On league form alone, there was nothing to split the two sides.
Tungamah edged Waaia on percentage alone, with both sides finishing the home and away campaign on 58 points with identical 14-1-1 records.
But from the jump, the Bears looked like a side with unfinished business.
Their midcourt was running like a V8 on the tarmac, the Bears’ defence a brick wall with claws.
Waaia came to play, but every time the Bombers tried to lift off they ran into a maroon-and-gold blockade.
By quarter-time the scoreboard already had a whiff of inevitability about it.
Tungamah owned the ball, owned the tempo and, by the end, owned the grand final a shiny bit of silverware to boot.
“That’s probably one of our better performances of the year,” coach Sandy Dickie said.
“There’s 14 of us in this side and 14 of us got us to that premiership. We just had to fire today, and today we did.”
Dickie was unsurprisingly in high spirits at the final hooter, but there was little time to savour the win as she was off to umpire the next game.
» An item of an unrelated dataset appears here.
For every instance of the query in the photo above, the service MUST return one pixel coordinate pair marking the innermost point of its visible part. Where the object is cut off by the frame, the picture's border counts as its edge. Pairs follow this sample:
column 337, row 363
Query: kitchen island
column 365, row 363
But during the hour beforehand, she - like every single one of the Bears - was locked into the task at hand.
Best-on-court defender Felicity Irvine was the spark plug and the steady hand all at once.
She threaded passes, fending off Waaia attacks and marshalled her defensive end while around her, the midcourt ran rings picked Bombers’ pockets to fuel the attacking waves.
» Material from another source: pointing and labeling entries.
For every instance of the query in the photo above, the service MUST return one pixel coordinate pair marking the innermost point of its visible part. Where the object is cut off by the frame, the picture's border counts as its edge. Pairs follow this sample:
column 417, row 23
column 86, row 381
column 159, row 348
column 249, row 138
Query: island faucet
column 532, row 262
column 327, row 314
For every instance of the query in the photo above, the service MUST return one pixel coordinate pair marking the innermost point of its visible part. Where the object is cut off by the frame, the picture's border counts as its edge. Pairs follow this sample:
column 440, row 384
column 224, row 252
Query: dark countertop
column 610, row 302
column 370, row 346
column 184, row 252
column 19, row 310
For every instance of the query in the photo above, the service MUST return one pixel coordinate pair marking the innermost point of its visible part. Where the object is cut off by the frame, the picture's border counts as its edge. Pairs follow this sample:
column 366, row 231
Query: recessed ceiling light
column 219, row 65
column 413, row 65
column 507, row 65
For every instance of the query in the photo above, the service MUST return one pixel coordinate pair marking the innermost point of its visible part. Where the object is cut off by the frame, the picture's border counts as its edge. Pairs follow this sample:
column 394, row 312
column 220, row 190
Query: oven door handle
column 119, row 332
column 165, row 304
Every rotation clicked. Every substitute slotted in. Tungamah rolled through the gears and Waaia simply couldn’t keep up.
“I’ve got the best attack in the league, best defence in the league,” Dickie said.
“And today they showed it.”
By the final quarter Tungamah’s bench was on its feet, the maroon-and-gold faithful drowning out the Bombers’ cheers as the score ballooned.
Fittingly, it was a 14 goal win for a teflon-tight group of 14 Tungamah players, and when it came time to sign off on the year, Dickie summed up the journey with a grin.
“We’ve had a ball. We all came back together to help someone out, and we’ve had fun and we’ve won,” she said.